Medication of the elderly

Medication of the eldery

As a person grows older and diseases become more common, he/she often has to use many kinds of drugs.

One in ten people over 75 years of age uses at least 10 prescription medicines concurrently, some use up to 20 different medicines. It might be difficult for an elderly person to take so many medicines without errors. However, a well-executed pharmacotherapy can maintain or improve the functional ability and the quality of life of an elderly person.

Many persons with long-term illnesses need several medicines. If you are using more than ten medicines, you should have your whole medication checked by a physician or at a pharmacy. The Ministry of Social Affairs and Health recommends that the need and safety of an elderly patient's medication be evaluated at least once a year.

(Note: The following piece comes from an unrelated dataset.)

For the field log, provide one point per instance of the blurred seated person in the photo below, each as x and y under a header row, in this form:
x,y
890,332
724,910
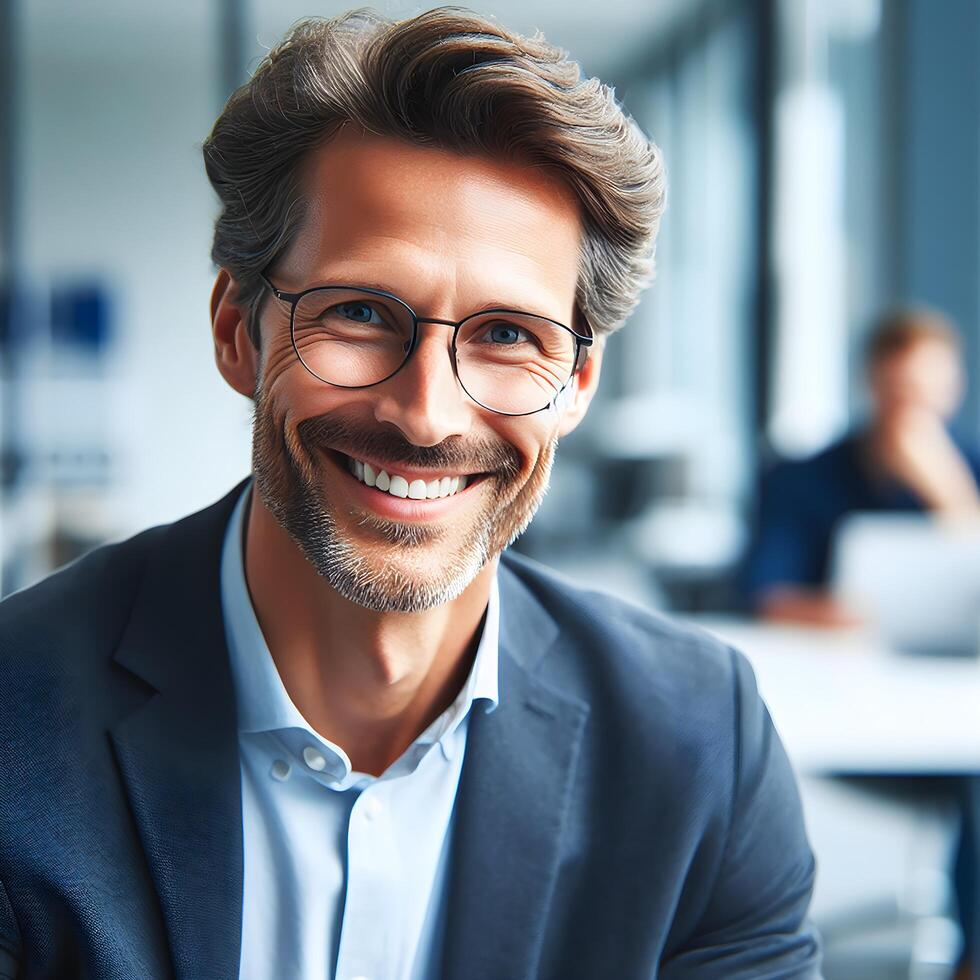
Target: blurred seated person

To ensure the success of an elderly person's pharmacotherapy:

  • Visit a physician regularly and ask him/her to write down your treatment in the care and service plan. Also ask your physician to write down your medication plan as a part of the care and service plan.
  • Ask your attending physician to evaluate the need and safety of the medication every year.
  • You can request your physician or a pharmacy to assess your entire medication if you are an elderly person using more than ten medicines or if you visit more than one physician.
  • Always keep with you a list of the medicines you use. Also include any over-the-counter-medicines or dietary supplements into the list.
  • Remember to renew your prescriptions in time to ensure that you have enough of the medicines you use.

Your body changes, and so does the medication

When a person ages, the effect of medicines in his/her body often changes.

Renal function becomes less effective, which slows down the elimination of many medicines. The brain and heart might become more sensitive to the effects of medicines, and even previously familiar medicines can cause adverse reactions.

Adverse effects in the elderly include, among others, dizziness, muscular weakness, dry mouth, constipation, grogginess and nightmares. A physician should therefore regularly monitor an elderly person's medication and reduce the doses if necessary. The number of medicinal preparations can also be reduced.